Paris shooting suspect fueled by ‘pathological’ hatred of foreigners, prosecutors say

key points
  • The 69-year-old said he went out that morning to kill migrants or foreigners and then himself.
  • He told investigators he didn’t know his victims and called all “non-European foreigners” his enemies.
  • He was arrested at the scene and transferred to a psychiatric ward on Saturday. His name was not published.
A suspect accused of shooting dead three Kurds in Paris has told investigators of his “pathological” hatred of migrants, Paris prosecutors said on Sunday.
The 69-year-old man said he went that morning to kill migrants or foreigners and then himself, according to prosecutors.

He was arrested at the scene and transferred to a psychiatric ward on Saturday. His name was not published.

If he is released from psychiatric treatment, he faces charges of racially motivated murder, attempted murder and weapons violations.
Prosecutors said in a statement on Sunday the suspect told investigators a break-in at his home in 2016 marked a turning point for him and sparked what he called “hatred of foreigners that became completely pathological.” .

The shooting in a busy Parisian neighborhood shocked and angered the Kurdish community and raised concerns about hate crimes at a time when far-right voices have been gaining traction in France and across Europe.

A group of men protest by overturning a car

Demonstrators turn around a car during a protest against the recent shooting at the Kurdish Cultural Center in Paris on Saturday December 24, 2022. Source: AAP / AP

The suspect told investigators that on the morning of the shooting, he first took his gun to the Paris suburb of Saint-Denis to kill foreigners, but changed his mind, the prosecutor’s statement said.
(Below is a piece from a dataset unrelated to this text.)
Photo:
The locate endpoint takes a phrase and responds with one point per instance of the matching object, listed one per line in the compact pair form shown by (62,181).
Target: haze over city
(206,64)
He then went to the Kurdish center in Paris, which is close to his parents’ house. There he opened fire on a woman and two men, then entered a Kurdish-run hair salon across the street and shot three men.

One of the wounded in the hair salon managed to stop him and hold him until police arrived, the prosecutor said.

He told investigators he didn’t know his victims and described all “non-European foreigners” as his enemies, the statement said.
Two of the injured were hospitalized on Sunday with leg injuries.
Investigators are examining his computer and phone but have found no confirmed links to extremist ideology, the statement said.

On Saturday, members of France’s Kurdish community and anti-racism activists joined in a demonstration of grief and anger. The gathering was largely peaceful, with protesters holding portraits of the victims.